# An Opinion Piece



## Jenaisis (Nov 24, 2007)

Failed Attempts

	A fireman.  A doctor.  A social worker.  They all rescue people for a living.  At least, that’s what they are supposed to do.  
	I was in third grade when I learned a real-world lesson; a tiny shrimp of a girl with wavy chestnut hair to the middle of her back and dimples that could melt your heart was let down.  It had been a rough school year; my dad was not allowing my sisters and me to see my mother every other weekend like we were supposed to, and the beatings were getting worse.  I could not protect my sisters for much longer because he was just out of control.  
	One afternoon, I had returned from school and was watching Ninja Turtles; my dad was outside working on his cars, so I could let my guard down a bit and relax.  My sisters were scrunched on the faded plaid couch, their eyes glued to the cartoon.  I was cozy in my miniature rocking chair with light-blue velvet padding; it was just my size, and it was my turn to use it.  Just as we were getting to the good part of the show, my dad burst into the room.  “What do you girls think you are doing?”  he thundered.  We were rendered speechless, because we knew that glare, those clenched teeth, and the redness of his neck; when he looked like that, he was not daddy anymore.  I don’t think I ever got a chance to move or stand up out of my tiny chair before he swooped out of nowhere and struck me across the face.  The blow hit with so much force that the chair and I both slid across the particleboard floor.  I could hardly see when I finally opened my eyes, but I could hear him hitting them.  I looked up towards the couch, and Jacquelynn and Jessica were shielding their faces and scrunching up into the smallest balls that they could.  That’s when it clicked that I had to do something; I couldn’t stand seeing him hurt my younger sisters.  Just hearing their whimpers gave me the courage to do something that I should have done before that day.
	At school, I knew the counselor because I had to go to meetings about divorced parents.  I knew it would be the safest way to get help.  At our next meeting, I waited after everyone had left the room to speak with Mrs.
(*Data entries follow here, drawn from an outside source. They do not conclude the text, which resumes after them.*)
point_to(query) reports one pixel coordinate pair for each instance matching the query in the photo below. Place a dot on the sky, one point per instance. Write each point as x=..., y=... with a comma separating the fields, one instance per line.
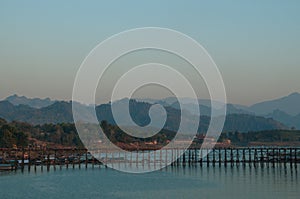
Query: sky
x=255, y=44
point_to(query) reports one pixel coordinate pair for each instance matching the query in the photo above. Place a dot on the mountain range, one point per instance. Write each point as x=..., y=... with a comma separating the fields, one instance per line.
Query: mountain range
x=239, y=118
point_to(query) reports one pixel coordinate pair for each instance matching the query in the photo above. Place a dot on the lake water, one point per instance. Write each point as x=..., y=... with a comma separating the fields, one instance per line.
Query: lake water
x=172, y=182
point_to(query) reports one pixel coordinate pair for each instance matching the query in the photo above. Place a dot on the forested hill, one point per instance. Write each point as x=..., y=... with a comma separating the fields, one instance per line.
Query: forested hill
x=61, y=112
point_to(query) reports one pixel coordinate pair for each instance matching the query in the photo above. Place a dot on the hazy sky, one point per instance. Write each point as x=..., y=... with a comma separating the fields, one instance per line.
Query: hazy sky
x=255, y=44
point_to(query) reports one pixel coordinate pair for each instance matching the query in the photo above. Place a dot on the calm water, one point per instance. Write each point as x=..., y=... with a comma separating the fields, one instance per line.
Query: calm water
x=206, y=182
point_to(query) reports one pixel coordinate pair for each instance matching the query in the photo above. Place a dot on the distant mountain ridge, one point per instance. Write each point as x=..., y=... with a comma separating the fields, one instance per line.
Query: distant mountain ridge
x=289, y=104
x=61, y=112
x=32, y=102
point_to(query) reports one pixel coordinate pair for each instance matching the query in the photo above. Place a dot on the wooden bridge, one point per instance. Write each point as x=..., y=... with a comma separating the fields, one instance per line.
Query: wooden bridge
x=33, y=158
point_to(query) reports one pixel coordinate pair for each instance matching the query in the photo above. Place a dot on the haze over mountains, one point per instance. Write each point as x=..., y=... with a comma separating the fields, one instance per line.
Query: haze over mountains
x=275, y=114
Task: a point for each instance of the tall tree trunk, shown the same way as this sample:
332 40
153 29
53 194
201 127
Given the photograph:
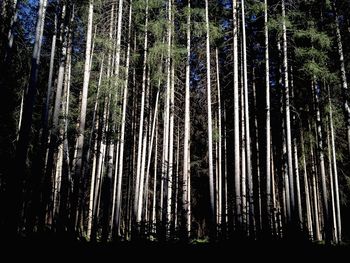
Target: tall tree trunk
141 125
320 150
220 178
210 128
14 182
79 161
123 124
306 188
287 111
247 123
268 118
186 187
343 72
335 168
237 174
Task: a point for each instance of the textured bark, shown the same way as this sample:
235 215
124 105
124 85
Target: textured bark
210 127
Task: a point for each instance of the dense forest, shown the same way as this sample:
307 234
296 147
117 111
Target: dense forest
175 120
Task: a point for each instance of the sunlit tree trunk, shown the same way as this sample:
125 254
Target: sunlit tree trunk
186 187
343 72
287 111
335 168
210 127
14 183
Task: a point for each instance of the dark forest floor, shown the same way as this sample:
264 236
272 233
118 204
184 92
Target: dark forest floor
51 248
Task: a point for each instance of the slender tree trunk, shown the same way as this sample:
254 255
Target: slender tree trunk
321 161
237 175
335 169
141 125
343 72
186 188
268 118
306 188
332 195
14 183
219 182
315 192
287 111
122 137
247 123
210 128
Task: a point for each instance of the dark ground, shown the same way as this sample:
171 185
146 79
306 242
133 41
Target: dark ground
49 248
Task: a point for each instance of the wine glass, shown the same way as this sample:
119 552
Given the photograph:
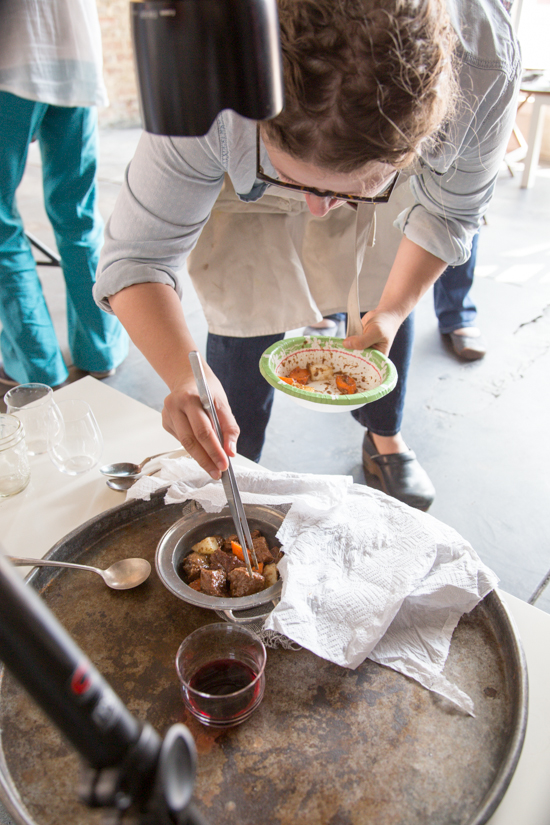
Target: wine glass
79 445
34 406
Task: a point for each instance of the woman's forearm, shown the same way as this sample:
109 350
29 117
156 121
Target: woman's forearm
414 270
153 317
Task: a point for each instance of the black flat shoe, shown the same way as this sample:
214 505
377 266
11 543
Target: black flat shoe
400 474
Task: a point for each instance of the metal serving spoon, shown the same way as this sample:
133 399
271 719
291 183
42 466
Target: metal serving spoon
125 482
122 575
124 469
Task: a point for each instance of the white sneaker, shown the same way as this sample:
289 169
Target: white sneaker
102 374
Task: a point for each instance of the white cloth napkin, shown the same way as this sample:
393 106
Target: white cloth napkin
363 575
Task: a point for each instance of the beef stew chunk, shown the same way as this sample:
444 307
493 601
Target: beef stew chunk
224 561
192 566
213 582
242 584
220 572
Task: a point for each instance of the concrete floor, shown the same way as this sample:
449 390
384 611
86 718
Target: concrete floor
479 429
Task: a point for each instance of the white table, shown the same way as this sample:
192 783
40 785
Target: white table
54 504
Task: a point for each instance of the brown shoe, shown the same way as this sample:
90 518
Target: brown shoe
400 474
468 348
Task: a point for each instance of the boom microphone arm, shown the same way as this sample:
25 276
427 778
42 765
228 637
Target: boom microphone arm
127 768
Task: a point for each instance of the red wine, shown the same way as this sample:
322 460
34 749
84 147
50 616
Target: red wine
221 679
222 676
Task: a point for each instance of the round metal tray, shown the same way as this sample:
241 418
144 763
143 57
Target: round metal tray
327 745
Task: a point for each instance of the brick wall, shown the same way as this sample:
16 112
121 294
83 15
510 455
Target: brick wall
118 67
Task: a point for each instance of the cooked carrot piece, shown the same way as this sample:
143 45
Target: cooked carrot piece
301 375
345 383
238 551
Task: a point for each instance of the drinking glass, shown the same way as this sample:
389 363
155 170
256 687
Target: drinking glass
14 465
78 447
34 406
221 668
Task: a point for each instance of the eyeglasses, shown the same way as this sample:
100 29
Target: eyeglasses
382 197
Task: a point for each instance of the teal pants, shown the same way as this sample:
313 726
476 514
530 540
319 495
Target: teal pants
68 144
Council.  She smiled, like always, and made me feel like nothing I could say was unfixable.  I poured out my story, crying the whole time.  I think I missed my afternoon classes that day because I was completely inconsolable.  I didn’t want to hurt my daddy.  I loved him and didn’t want anything bad to happen to him; I just wanted my sisters to be safe.  
	The social worker came to our house a few days later.  Jacquelynn, Jessica, and I were folding laundry while my dad was in his room.  We heard a tiny knock on the door, and I went to answer it.  When I opened it, I saw a short lady with peppered grey hair.  She smiled and asked if my father was home.  I didn’t know who this lady was, but I was a bit curious as to why she wanted to speak with dad.  I couldn’t keep the pit in my stomach from growing. Was this lady going to save us from him?  She seemed a bit too small to do much.  
	My dad came out of his room at the sound of company, so I withdrew back to the couch to watch with my sisters.  “Mr. Rogers, I am Madeline Saunders from the Franklin County Child Protective Services.  I need--,” and she was cut off.  My dad slammed the door.  That night was one of the worst nights of my life.  He knew that we had told on him, and we knew that he knew.  I don’t know which was worse, the pain from the beating or the pain in my heart from knowing that I had given up my father.
	Social workers continued to come to the house, but with no luck.  Dad would tell us to go to our room and not make a sound.  We would sit for half an hour sometimes, peering out of our plastic covered window to see which knight would fail to rescue us that day, and with each effort, my heart would grow heavier.  I had failed to save my sisters.
After a few months, they stopped coming.  Those almighty social workers with their grandiose goals and ideals would do nothing but knock on the door and wait.  They knew we were there, but they just stood there expecting my father to give himself up.  Do you know what it is like to see salvation just a few feet away, yet you can’t reach it for the hand that holds you back?  Three young girls who might have had a better childhood with their mother or a foster family were left to be beaten because the social workers couldn’t do anything more than knock on the door.


----------



## shady spaces (Nov 24, 2007)

Hi jenaisis, I wont say I enjoyed your story as I know it was from real life experience. I will say that I find your writing style easy to read.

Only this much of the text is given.